Os membros do executivo e legislativo municipais que serão eleitos neste ano têm inúmeros meios para garantir a implementação de políticas voltadas para o trabalho doméstico e de cuidados em suas localidades. Tais políticas devem incorporar as demandas das mulheres, aliviando a carga dessas atividades que pesa sobre elas; mas também devem ser voltadas para os homens, no sentido de garantir que eles se responsabilizem, tanto quanto nós, por essas tarefas. Devem, também, não perder de vista as outras múltiplas desigualdades que perpassam esse campo, considerando sempre que, se são as mulheres negras e pobres as que mais sofrem com o peso dessas tarefas, devem ser também elas as principais beneficiárias das mudanças. O Estado, enquanto provedor de serviços, empregador, fomentador de projetos e detentor do controle sobre espaços de poder precisa ser mais atuante nesse sentido, em todas as esferas.
Referências:
CARRASCO, Cristina. A sustentabilidade da vida humana: um assunto de mulheres?. In: FARIA, Nalu; NOBRE, Miriam. A produção do viver: Ensaios de economia feminista. São Paulo: SOF -SempreViva Organização Feminista, 2003. cap. 1, p. 11-49.

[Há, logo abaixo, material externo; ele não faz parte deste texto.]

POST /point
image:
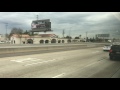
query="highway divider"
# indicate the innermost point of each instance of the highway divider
(33, 49)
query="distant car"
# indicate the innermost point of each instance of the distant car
(114, 52)
(2, 42)
(107, 47)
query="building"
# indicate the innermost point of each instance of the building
(36, 39)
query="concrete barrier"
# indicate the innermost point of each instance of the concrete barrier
(30, 49)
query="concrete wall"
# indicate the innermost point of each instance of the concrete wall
(37, 40)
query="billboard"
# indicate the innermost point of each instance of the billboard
(41, 25)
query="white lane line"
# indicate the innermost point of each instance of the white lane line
(40, 62)
(96, 52)
(58, 75)
(26, 60)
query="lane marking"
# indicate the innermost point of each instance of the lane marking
(58, 75)
(40, 62)
(96, 52)
(25, 60)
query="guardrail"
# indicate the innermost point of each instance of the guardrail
(33, 49)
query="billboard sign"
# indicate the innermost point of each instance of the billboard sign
(41, 25)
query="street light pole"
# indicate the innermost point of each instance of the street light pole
(6, 30)
(86, 36)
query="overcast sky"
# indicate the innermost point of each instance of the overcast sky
(74, 23)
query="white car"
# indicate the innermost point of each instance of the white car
(107, 47)
(2, 42)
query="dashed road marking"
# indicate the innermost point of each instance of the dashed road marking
(96, 52)
(58, 75)
(40, 62)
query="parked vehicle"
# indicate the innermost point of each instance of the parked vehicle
(2, 42)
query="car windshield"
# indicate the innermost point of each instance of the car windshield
(59, 44)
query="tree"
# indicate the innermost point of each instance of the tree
(68, 37)
(77, 38)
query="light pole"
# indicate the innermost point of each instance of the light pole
(86, 36)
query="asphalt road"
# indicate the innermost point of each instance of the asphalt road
(82, 63)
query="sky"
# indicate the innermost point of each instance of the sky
(73, 23)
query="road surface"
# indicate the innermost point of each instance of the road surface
(81, 63)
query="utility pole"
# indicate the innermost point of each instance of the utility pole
(63, 33)
(6, 24)
(37, 17)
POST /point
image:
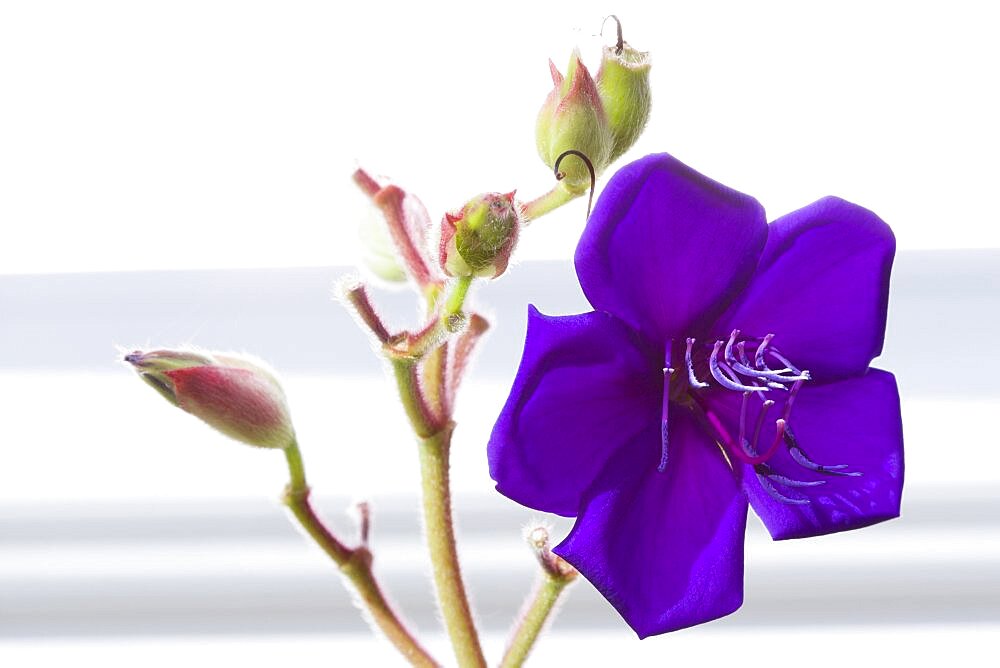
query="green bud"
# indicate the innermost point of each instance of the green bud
(623, 84)
(479, 239)
(573, 118)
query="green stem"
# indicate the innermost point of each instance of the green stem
(354, 563)
(435, 444)
(533, 618)
(439, 527)
(548, 202)
(456, 298)
(408, 381)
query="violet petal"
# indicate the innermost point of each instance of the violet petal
(666, 549)
(854, 422)
(583, 389)
(822, 287)
(667, 249)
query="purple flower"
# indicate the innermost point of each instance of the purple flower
(726, 362)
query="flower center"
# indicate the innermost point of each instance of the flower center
(755, 368)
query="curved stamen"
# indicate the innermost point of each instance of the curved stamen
(794, 392)
(765, 407)
(729, 346)
(621, 41)
(765, 483)
(792, 482)
(713, 365)
(590, 168)
(802, 459)
(781, 358)
(758, 358)
(692, 379)
(743, 425)
(741, 349)
(664, 413)
(769, 374)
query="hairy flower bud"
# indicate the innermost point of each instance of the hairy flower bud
(573, 118)
(623, 84)
(378, 251)
(232, 394)
(479, 239)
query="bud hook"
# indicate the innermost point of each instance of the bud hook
(590, 168)
(621, 42)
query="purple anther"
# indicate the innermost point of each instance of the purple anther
(692, 379)
(664, 414)
(729, 347)
(781, 358)
(741, 350)
(769, 374)
(803, 460)
(778, 496)
(764, 408)
(794, 392)
(758, 357)
(713, 365)
(792, 482)
(743, 426)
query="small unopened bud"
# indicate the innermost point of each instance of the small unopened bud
(573, 118)
(479, 239)
(557, 567)
(232, 394)
(379, 252)
(623, 84)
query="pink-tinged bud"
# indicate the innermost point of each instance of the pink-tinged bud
(479, 239)
(573, 118)
(623, 81)
(238, 397)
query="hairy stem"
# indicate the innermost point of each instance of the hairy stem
(535, 614)
(548, 202)
(354, 563)
(439, 527)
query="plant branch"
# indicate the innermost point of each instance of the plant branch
(354, 563)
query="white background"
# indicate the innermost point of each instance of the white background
(138, 135)
(214, 135)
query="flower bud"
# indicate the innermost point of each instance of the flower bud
(573, 118)
(232, 394)
(378, 251)
(479, 239)
(623, 84)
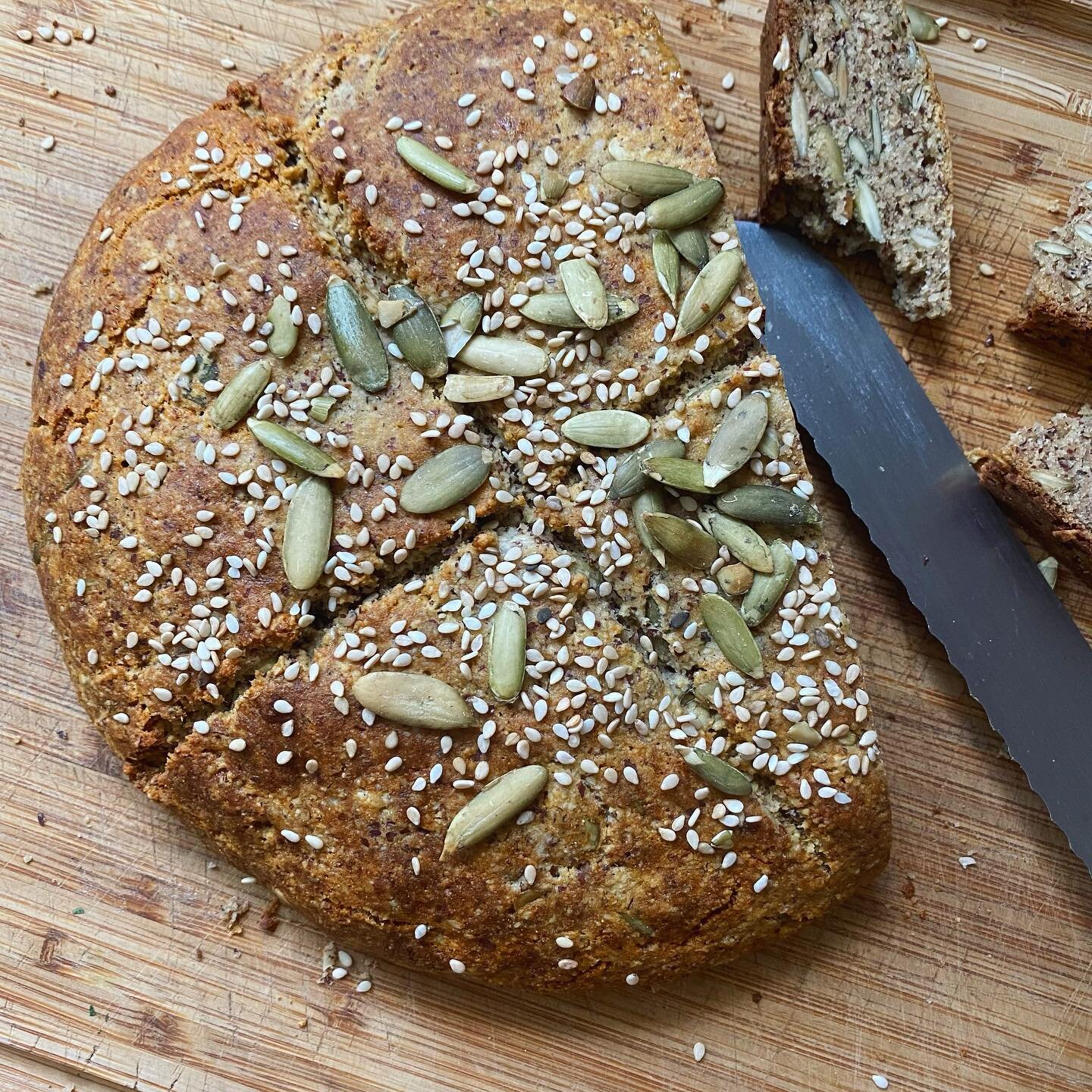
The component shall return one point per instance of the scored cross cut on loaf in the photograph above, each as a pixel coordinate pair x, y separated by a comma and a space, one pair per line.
522, 657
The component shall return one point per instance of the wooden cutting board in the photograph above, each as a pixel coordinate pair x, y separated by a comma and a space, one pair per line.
116, 968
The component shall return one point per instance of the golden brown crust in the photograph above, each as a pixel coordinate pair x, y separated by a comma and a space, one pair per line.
158, 538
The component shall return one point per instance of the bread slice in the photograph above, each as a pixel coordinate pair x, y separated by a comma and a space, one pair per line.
854, 146
1043, 475
1057, 304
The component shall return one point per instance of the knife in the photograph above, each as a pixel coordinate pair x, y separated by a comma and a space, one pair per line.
983, 598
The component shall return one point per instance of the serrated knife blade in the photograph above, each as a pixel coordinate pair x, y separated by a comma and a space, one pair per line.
908, 481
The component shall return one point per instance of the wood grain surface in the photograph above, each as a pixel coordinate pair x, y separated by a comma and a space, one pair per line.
116, 969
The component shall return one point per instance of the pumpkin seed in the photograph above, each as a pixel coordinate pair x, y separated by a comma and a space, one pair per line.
585, 292
682, 538
692, 245
824, 83
307, 531
551, 185
460, 322
504, 356
629, 479
419, 335
801, 733
685, 206
320, 407
735, 579
444, 479
234, 401
294, 449
466, 388
715, 771
496, 806
799, 119
831, 153
922, 27
735, 441
1050, 569
858, 150
768, 504
665, 261
435, 168
356, 339
606, 428
554, 309
580, 92
650, 500
645, 179
682, 474
742, 541
727, 628
282, 339
508, 650
767, 588
415, 700
709, 292
868, 211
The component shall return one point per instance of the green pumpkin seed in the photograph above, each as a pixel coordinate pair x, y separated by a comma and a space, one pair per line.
234, 401
736, 438
504, 356
686, 206
735, 579
554, 309
692, 245
444, 479
711, 287
645, 179
307, 531
606, 428
922, 27
768, 504
419, 335
767, 588
460, 322
628, 476
415, 700
585, 292
496, 806
551, 185
742, 541
647, 503
868, 211
715, 772
356, 339
508, 650
282, 337
665, 261
466, 388
801, 733
682, 540
320, 407
294, 449
1050, 569
727, 628
831, 153
435, 168
682, 474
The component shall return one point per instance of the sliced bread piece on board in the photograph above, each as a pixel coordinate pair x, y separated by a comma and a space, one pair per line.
1043, 475
854, 146
1059, 302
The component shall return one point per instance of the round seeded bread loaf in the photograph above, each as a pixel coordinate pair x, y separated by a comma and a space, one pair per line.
528, 735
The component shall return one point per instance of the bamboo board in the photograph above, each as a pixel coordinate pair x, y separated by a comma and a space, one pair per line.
115, 968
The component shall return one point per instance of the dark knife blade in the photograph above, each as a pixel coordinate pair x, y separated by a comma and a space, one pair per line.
1022, 657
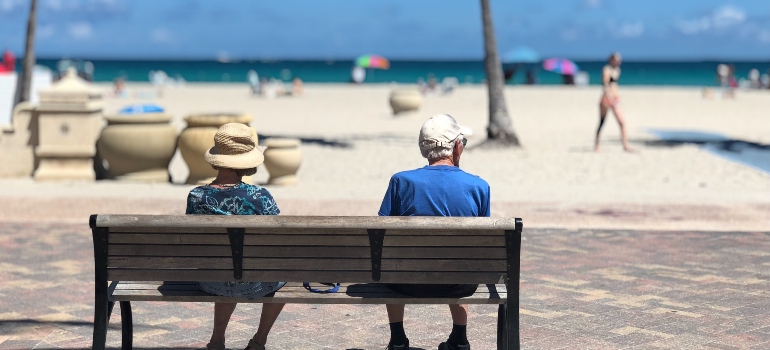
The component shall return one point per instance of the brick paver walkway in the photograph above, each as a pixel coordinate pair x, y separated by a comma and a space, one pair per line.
584, 289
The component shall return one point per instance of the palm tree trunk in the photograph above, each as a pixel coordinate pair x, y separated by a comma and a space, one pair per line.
24, 84
500, 129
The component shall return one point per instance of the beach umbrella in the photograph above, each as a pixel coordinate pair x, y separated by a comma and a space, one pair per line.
560, 66
373, 61
521, 54
141, 109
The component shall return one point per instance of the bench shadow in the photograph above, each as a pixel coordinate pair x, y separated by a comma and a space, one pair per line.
308, 140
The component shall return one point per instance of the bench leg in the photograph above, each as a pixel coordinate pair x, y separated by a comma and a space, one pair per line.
126, 322
102, 309
512, 322
502, 340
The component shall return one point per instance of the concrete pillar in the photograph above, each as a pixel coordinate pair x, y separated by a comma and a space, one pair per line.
69, 122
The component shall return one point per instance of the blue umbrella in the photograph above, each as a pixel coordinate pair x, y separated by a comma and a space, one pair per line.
141, 109
521, 54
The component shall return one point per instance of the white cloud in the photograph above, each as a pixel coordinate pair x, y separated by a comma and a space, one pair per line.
54, 5
571, 33
632, 29
722, 18
45, 31
9, 5
694, 26
81, 30
162, 36
764, 36
728, 16
594, 4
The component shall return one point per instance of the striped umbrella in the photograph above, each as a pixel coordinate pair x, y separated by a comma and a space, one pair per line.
560, 66
373, 61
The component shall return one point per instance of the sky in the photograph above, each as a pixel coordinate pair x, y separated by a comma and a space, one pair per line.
397, 29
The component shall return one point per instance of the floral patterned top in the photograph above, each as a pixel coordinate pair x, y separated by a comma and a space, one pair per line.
241, 199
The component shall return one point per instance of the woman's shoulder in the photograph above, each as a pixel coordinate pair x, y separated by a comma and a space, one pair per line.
255, 189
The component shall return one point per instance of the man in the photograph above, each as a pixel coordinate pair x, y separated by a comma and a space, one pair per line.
439, 189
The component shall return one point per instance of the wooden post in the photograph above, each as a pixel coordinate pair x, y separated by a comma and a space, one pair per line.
101, 302
513, 253
127, 326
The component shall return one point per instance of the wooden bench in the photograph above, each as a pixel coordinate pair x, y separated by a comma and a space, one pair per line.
153, 258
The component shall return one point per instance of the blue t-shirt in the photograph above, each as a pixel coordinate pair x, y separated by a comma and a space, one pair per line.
438, 190
241, 199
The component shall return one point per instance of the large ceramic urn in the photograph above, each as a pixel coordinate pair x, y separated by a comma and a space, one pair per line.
198, 137
69, 119
282, 160
138, 147
405, 100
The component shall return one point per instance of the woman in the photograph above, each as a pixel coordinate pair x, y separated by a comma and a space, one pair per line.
611, 100
235, 155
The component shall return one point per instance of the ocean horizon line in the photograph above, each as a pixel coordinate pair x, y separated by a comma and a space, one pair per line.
406, 60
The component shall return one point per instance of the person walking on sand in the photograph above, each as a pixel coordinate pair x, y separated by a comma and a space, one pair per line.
611, 100
234, 155
439, 189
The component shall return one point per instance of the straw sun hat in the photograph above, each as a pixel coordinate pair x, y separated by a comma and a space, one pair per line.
235, 147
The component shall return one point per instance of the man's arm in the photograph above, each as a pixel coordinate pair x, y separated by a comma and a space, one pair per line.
390, 202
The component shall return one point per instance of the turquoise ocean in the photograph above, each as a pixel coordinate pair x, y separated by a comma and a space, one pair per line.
320, 71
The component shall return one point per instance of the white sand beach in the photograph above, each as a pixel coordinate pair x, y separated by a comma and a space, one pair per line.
353, 144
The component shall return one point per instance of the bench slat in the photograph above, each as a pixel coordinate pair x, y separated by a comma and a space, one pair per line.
307, 264
337, 276
318, 240
310, 231
295, 293
286, 221
443, 252
248, 263
248, 251
291, 286
303, 251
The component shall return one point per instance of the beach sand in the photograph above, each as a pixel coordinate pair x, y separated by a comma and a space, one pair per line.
353, 144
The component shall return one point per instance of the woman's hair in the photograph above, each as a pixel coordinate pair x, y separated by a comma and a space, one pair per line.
439, 152
246, 172
242, 172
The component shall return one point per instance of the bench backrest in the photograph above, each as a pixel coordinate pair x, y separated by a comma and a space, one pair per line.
302, 248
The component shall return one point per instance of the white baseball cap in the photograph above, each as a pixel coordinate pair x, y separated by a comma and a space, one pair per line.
440, 130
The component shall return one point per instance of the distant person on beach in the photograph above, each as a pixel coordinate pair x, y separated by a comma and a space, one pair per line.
439, 189
9, 62
754, 82
297, 88
234, 155
722, 71
253, 78
568, 79
532, 77
120, 87
611, 100
357, 75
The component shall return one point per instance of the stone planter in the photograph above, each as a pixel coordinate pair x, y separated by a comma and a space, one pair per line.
69, 119
282, 159
198, 137
138, 147
404, 100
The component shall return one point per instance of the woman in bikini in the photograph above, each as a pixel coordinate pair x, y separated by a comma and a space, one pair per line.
611, 99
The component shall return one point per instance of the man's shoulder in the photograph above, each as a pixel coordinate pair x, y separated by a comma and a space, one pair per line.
477, 180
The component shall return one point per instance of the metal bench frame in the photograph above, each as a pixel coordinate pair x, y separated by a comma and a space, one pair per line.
508, 310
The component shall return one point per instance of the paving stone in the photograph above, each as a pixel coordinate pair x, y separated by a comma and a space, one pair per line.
580, 289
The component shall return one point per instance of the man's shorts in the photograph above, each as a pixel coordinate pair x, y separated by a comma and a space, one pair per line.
435, 290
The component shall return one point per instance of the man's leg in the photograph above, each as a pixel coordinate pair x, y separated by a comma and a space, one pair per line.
398, 338
270, 313
459, 336
222, 313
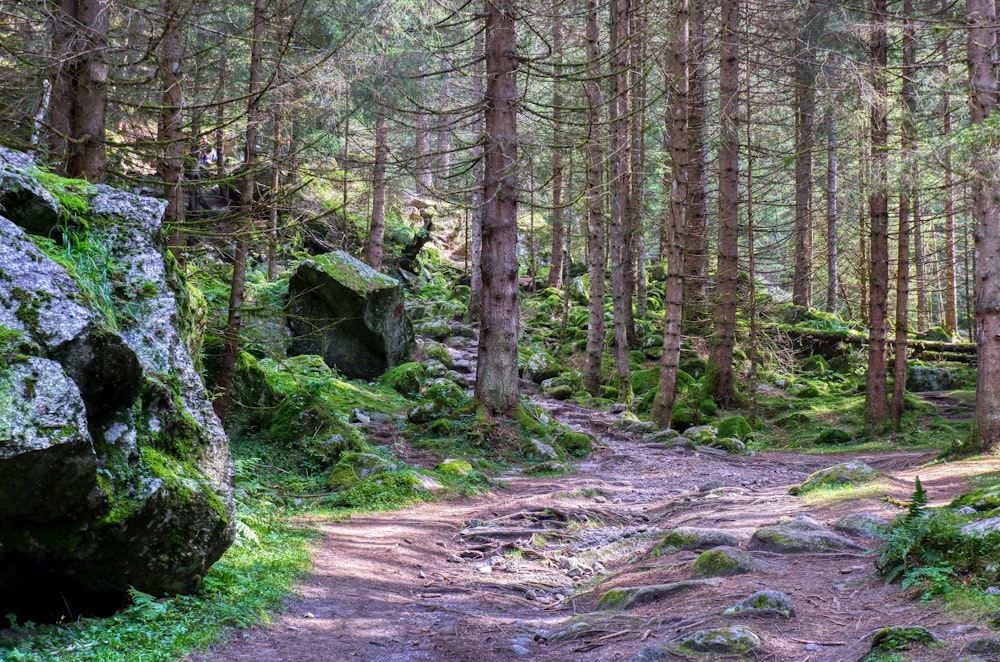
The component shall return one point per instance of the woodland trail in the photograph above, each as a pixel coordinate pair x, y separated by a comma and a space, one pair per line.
511, 575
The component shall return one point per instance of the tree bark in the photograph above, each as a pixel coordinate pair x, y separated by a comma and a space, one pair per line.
554, 278
496, 374
376, 234
986, 214
832, 211
620, 182
805, 113
80, 44
728, 262
680, 152
595, 206
906, 195
234, 321
695, 235
171, 127
876, 402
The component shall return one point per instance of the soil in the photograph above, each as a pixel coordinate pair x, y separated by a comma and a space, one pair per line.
503, 576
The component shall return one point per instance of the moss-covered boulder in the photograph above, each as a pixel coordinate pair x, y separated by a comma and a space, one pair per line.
577, 444
407, 378
921, 378
689, 537
764, 603
800, 535
350, 314
114, 470
832, 437
354, 467
538, 364
855, 472
983, 499
723, 561
735, 427
735, 641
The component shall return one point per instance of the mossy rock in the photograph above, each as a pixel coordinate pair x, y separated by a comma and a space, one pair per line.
898, 638
735, 427
936, 334
800, 535
577, 444
454, 467
353, 467
644, 381
983, 499
846, 473
735, 641
723, 561
406, 378
684, 417
438, 352
815, 365
449, 395
695, 367
792, 420
804, 389
707, 407
687, 537
832, 437
764, 603
538, 363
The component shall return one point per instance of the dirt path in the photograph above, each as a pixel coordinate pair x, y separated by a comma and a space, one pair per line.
504, 576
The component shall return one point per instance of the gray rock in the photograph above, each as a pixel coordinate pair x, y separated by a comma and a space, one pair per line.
689, 537
982, 527
863, 525
921, 378
764, 603
802, 535
350, 314
101, 404
736, 640
723, 561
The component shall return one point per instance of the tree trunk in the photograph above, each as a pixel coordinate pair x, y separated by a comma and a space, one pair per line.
376, 233
680, 152
832, 212
695, 236
275, 195
876, 402
558, 211
79, 93
728, 263
234, 322
444, 139
595, 207
171, 126
906, 195
620, 181
986, 213
476, 240
496, 367
805, 113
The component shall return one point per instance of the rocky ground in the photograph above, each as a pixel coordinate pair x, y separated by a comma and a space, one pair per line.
520, 572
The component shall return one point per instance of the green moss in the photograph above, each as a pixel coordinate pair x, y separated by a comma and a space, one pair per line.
615, 598
578, 444
735, 427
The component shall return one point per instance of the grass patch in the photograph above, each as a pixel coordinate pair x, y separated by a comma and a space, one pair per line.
245, 587
826, 496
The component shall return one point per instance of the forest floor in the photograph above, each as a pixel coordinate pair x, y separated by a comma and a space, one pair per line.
514, 573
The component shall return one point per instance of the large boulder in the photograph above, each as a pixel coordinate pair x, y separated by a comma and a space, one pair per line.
114, 470
350, 314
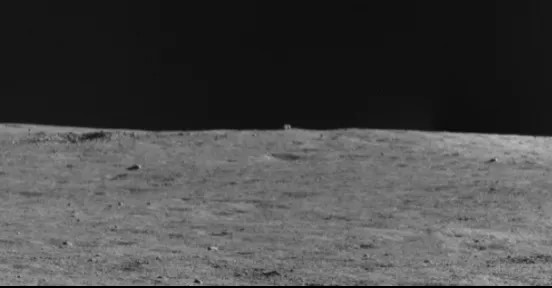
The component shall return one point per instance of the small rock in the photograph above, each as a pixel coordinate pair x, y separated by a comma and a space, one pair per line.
271, 273
134, 167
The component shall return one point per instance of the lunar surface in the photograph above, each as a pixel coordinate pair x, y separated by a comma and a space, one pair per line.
284, 207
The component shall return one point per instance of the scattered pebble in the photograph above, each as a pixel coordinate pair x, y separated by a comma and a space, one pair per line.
271, 273
492, 160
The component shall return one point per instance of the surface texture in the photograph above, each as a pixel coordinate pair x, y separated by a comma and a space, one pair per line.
300, 207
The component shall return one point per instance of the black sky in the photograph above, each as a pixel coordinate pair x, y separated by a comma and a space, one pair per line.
479, 66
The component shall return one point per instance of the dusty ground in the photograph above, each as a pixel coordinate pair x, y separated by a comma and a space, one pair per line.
301, 207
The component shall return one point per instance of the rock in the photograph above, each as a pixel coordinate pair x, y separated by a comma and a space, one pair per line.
134, 167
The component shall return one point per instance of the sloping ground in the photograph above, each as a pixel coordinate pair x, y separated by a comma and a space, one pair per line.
302, 207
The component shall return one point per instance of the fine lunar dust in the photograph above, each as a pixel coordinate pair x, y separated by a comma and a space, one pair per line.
284, 207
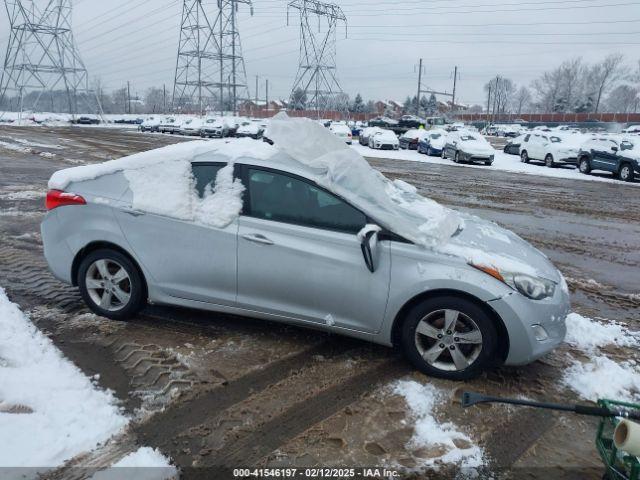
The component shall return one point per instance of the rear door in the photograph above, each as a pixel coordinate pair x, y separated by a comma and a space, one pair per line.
184, 259
299, 256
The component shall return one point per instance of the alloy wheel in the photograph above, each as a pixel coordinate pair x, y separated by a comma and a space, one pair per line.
108, 284
448, 340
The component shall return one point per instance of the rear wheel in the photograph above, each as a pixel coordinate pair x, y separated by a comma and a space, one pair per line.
626, 172
584, 166
111, 284
548, 161
449, 337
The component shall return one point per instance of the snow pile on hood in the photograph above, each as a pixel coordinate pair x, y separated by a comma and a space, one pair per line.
342, 170
588, 334
421, 400
604, 378
69, 415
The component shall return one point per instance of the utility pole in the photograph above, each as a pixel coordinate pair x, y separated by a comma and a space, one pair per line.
128, 97
266, 95
41, 53
316, 76
455, 81
419, 88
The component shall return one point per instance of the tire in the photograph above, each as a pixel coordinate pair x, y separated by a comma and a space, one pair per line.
431, 316
626, 173
548, 161
584, 166
132, 291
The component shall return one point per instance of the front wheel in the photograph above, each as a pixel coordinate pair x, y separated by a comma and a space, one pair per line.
548, 161
111, 284
626, 173
584, 166
449, 337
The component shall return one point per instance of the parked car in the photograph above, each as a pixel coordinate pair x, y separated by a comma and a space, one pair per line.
343, 132
513, 146
383, 122
433, 142
384, 140
411, 121
151, 124
215, 128
409, 140
191, 127
552, 149
276, 256
464, 146
250, 129
620, 157
366, 133
169, 125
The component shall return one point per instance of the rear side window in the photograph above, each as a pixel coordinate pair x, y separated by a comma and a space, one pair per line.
204, 175
283, 198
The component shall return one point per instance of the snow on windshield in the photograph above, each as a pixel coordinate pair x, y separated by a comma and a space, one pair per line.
337, 167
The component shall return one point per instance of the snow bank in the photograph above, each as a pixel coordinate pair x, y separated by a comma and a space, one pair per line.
342, 170
604, 378
421, 400
69, 415
143, 464
588, 334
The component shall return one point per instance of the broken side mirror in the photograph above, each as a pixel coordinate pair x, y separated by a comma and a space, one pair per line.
368, 237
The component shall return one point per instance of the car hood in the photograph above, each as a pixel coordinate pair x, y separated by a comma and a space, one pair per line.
482, 242
477, 148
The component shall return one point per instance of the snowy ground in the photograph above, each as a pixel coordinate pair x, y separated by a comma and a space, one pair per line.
503, 162
50, 411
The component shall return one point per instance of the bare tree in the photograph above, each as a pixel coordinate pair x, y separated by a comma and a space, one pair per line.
605, 74
521, 100
623, 99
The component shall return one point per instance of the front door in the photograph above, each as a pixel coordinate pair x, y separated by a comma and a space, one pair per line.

IBGE – Instituto Brasileiro de Geografia e Estatística. MUNIC – Pesquisa de Informações Básicas Municipais – 2021. Rio de Janeiro: IBGE, 2022. Disponível em: https://www.ibge.gov.br/estatisticas/multidominio/cultura-recreacao-e-esporte/10586-pesquisa-de-informacoes-basicas-municipais.html?=&t=resultados
IBGE – Instituto Brasileiro de Geografia e Estatística. Estatísticas de Gênero – Indicadores sociais das mulheres no Brasil. 3ª edição. Rio de Janeiro: IBGE, 2024. Disponível em: https://www.ibge.gov.br/estatisticas/multidominio/genero/20163-estatisticas-de-genero-indicadores-sociais-das-mulheres-no-brasil.html?edicao=39270&t=resultados
1 De acordo com os dados da Pesquisa Nacional por Amostra de Domicílios Contínua (PNADC/IBGE) de 2022, apresentados na publicação “Estatísticas de Gênero – Indicadores sociais das mulheres no Brasil”, do IBGE, mulheres dos domicílios que estão entre os 20% mais pobres dedicam mais de 7 horas semanais a mais a afazeres domésticos e de cuidados do que mulheres dos domicílios que estão entre os 20% mais ricos. Mulheres pardas e pretas, por sua vez, gastam com essas tarefas quase duas horas semanais a mais que mulheres brancas. Todas elas gastam mais tempo com esses trabalhos do que os homens.